À l’exception de la chanson que l’on voit Marcelle Delpastre entonner sur écran, toute la musique d’Un Chant de la Terre est signée soit Mahler soit Minvielle. Le trait d’union vient de la lecture sensible des textes de Marcelle Delpastre par Juliette Minvielle, qui lit des textes. La jeune artiste, comédienne et musicienne aux claviers a étudié le gascon béarnais à l’Institut d’études occitanes et se coule dans le limousin de Marcelle Delpastre, dont elle dit les textes avec toute la simplicité requise : « Mes grands-parents maternels étaient agriculteurs, et j’ai l’impression qu’elle me parle, dans sa poésie en regard malicieux et très fin. J’étais honorée de dire ces textes, c’était une consécration ; j’ai juste essayé de me les mettre en bouche, comme quelque chose de familier, et Marcelle m’a portée ! »

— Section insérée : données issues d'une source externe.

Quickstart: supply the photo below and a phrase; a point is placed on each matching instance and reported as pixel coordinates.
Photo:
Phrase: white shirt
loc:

Simplicité. Le terme revient souvent dans la bouche des trois artistes, pour qualifier ce spectacle ambitieux, où le dialogue entre texte, chant lyrique, oralité, scat, jazz, musiques populaires se reçoit pourtant avec la même évidence que la poésie de Delpastre. Le public ne s’y trompe pas, tantôt saisi par l’émotion, tantôt complice et invité à entrer dans ce qui est aussi une célébration populaire. « À la Philharmonie de Paris, tout le monde dansait ! » raconte André Minvielle. Car Un Chant de la Terre se conclut par une danse de la Terre, un bal orchestré par le Ti’bal d’André Minvielle qui efface les frontières entre musique savante et musique populaire. « C’est une soirée, qui fait célébration, qui fait humanité, qui fait joie, » conclut Romie Estèves.